Like a bird who had been caged for far too long.

I felt free.

I took my opportunity at a door left ajar.

I felt free.

I could see it, an open window basking in sunlight.

I felt free.

I could get there. I could be on the open breeze.

I was free.

 

That was something I wrote when I got out of the 240s into the 230s. There was an astounding freedom with knowing that weight loss was possible. I could achieve it. I just had to capitalize on everything in front of me. I could do it, I really could. My dedication and relentlessness paid off in a form that I didn’t expect a few days ago.
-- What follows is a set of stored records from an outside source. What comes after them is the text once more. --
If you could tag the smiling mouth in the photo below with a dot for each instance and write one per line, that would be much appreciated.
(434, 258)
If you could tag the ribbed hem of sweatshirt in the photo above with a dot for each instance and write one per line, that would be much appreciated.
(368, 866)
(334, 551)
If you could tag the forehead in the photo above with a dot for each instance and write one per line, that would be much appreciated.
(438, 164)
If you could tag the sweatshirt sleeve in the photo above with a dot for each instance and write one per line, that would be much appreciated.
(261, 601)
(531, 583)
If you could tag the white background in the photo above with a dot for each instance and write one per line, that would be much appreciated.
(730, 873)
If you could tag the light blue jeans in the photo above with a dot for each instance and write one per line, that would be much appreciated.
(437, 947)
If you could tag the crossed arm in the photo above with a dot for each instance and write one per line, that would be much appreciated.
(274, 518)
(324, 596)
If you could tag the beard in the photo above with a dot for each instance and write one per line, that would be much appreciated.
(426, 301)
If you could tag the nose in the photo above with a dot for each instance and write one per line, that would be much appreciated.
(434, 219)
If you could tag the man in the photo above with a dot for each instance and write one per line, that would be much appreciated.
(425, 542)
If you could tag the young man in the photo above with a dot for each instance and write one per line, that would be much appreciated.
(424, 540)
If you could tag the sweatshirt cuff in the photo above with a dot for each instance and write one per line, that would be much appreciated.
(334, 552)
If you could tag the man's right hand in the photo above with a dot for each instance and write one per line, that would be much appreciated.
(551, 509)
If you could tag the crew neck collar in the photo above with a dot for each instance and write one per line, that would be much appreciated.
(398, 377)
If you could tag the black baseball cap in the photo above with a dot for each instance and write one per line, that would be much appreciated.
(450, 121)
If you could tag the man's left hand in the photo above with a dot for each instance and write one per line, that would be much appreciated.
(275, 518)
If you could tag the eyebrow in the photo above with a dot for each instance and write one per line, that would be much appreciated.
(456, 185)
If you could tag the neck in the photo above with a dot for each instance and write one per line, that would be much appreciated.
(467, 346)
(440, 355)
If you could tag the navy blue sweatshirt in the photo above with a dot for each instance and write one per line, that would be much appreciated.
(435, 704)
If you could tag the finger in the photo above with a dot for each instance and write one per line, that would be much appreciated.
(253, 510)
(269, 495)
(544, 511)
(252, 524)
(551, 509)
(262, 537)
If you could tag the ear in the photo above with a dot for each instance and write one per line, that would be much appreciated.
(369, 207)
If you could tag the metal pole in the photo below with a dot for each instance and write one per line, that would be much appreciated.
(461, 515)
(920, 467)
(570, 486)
Having sacral agenesis (related to another syndrome) at birth, my daughter is missing a few vertebrae and her tailbone. She is lucky in that she has full mobility and we are so grateful. She has taken weekly PT to work on balance, stamina, and muscle building considering there is nothing solid for her muscles to connect to. On Thursday she shattered 3 of the goals set for her a year ago. Obliterated them. Why? Because this kid puts EVERYTHING into this hour every week. She does exercises at home, every day. She never lets anything make her feel not good enough. Every time she loses her balance she gets more motivation to try it again instead of giving up. She never feels sorry for herself, she doesn’t know how. All she knows is hard work leads you somewhere. I told her through a cascade of tears how very proud of her I was, how inspirational her journey is to me. She never takes the easy way out, ever. She told me that she sees me go to the gym every day and put in hard work every day. I’ve been going strong for six months, only illness keeps me from my daily hour. I was so proud of her and also proud of myself that I may be a small reason why she is so dedicated to making sure she is doing everything she can to help her body the best it can be.

It’s not about being perfect. It’s not about being the strongest, or being skinny. It’s about every day. That effort you give every day. If you give your absolute best, then you can rest happy on that. If you laid it all out there, and there’s nothing more you can do, then you can be good with that.